Hotel Development: Port Overview
By Andrew Glincher Office Managing Partner, Nixon Peabody LLP | October 28, 2008
Developers are increasingly finding alternative uses for ports. Through the years, port development has been the focus of many big cities from San Francisco to Boston and most recently, in Washington, D.C. as the nation's capital develops its Southwest Waterfront.
Ports can be an economic boom for cities. A lot of wharf property in many big cities originated because of industrial uses related to goods and the shipping industry. Over time, this eventually gravitated to office use and now has expanded to commercial and residential uses. In some cities, ports have become a tourist attraction. Port development in Boston, for example, was expedited by the Big Dig and the redevelopment that followed which drew more attention to Boston's waterfront property such as the Seaport District and the Fort Point Channel.

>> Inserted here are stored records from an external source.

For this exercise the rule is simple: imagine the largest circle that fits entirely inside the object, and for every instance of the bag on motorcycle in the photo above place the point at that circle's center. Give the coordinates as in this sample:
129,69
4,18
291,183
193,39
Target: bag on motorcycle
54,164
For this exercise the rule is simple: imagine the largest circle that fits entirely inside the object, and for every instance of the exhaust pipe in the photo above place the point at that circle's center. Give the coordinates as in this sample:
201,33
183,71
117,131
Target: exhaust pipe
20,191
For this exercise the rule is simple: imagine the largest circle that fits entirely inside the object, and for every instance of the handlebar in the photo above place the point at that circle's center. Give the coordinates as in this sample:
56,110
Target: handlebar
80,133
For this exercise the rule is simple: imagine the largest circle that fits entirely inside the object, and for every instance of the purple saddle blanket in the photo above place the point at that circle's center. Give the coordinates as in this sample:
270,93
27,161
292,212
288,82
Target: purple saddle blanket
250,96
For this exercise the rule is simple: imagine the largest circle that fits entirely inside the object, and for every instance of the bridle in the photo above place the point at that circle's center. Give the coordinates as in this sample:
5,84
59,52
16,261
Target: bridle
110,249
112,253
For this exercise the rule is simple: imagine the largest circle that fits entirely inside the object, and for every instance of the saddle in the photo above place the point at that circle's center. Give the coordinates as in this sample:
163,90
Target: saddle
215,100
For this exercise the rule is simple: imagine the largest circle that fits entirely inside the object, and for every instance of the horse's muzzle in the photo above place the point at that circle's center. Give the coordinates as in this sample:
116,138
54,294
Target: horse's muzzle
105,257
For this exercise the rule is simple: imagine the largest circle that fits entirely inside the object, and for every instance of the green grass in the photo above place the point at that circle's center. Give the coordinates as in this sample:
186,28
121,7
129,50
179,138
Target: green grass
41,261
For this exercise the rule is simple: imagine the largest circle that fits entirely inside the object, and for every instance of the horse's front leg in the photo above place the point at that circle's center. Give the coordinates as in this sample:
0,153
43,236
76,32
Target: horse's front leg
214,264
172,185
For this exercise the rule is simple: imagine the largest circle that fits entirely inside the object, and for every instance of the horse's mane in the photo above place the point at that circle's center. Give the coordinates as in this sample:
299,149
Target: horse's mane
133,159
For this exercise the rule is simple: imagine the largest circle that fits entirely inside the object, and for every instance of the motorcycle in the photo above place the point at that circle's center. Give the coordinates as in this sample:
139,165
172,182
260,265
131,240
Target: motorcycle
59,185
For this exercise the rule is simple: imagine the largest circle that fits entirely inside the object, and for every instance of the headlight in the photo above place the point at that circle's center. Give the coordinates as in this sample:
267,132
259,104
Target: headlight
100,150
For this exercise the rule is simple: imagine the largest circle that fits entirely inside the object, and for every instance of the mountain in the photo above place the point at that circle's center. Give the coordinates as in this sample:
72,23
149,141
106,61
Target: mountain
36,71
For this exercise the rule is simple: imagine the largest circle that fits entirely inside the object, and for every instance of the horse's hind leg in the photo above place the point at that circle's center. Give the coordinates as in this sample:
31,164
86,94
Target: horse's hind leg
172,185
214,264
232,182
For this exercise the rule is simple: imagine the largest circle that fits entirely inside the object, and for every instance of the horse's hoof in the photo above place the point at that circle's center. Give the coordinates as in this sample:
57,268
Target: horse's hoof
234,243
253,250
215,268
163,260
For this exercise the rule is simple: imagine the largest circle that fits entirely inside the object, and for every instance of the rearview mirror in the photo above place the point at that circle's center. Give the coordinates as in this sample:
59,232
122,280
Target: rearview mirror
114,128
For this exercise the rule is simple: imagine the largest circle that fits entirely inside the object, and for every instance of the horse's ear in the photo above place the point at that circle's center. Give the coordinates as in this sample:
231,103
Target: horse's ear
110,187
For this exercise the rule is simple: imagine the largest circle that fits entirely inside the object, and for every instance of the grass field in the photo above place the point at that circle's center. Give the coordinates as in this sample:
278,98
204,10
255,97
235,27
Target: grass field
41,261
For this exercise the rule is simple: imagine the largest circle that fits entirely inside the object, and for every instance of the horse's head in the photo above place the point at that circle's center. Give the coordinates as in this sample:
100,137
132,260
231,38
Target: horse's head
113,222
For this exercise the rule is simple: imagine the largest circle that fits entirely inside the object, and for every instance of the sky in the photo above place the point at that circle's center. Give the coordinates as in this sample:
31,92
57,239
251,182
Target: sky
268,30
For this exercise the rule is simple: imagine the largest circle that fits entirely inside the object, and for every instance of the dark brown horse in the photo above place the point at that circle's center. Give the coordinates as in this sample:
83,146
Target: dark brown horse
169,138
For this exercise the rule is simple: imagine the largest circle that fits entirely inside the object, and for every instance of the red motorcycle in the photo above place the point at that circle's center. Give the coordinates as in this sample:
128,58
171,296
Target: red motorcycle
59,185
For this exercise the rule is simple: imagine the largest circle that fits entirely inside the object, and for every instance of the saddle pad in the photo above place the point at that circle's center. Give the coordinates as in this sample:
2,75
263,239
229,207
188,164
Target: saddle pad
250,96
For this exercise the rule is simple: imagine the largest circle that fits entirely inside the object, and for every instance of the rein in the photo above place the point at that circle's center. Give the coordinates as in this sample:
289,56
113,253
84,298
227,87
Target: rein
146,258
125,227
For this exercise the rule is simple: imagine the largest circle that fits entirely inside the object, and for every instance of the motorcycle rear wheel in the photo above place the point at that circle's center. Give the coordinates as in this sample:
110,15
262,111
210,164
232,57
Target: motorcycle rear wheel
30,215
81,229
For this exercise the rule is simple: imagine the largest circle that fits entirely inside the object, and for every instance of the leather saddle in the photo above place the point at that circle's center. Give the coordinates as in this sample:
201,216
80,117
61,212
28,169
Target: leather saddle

In Washington, D.C., currently there is more than $2 billion dollars in revitalization projects under construction along the city's rivers. On the Southeast and Southwest D.C. shores, about 2 1/2 square miles of land which were once just parking lots are now being transformed into a maritime-based mixed-use neighborhood with housing, restaurants, shops, offices and cultural attractions.
As ports generate more higher-income uses, this is good news for the real estate industry as the property values rise resulting in many redeveloped high-end apartments, condos, offices, restaurants, and of course, hotels.
What challenges do hotel developers face when building near ports or on waterfront property?
Space is always a challenge when developing along the waterfront. Lots are irregularly shaped or narrow strips. Often port areas are separated from other development by infrastructure (i.e., rail lines and highway systems that were developed to bring materials from the port inland), and are obviously limited by the water on at least one side.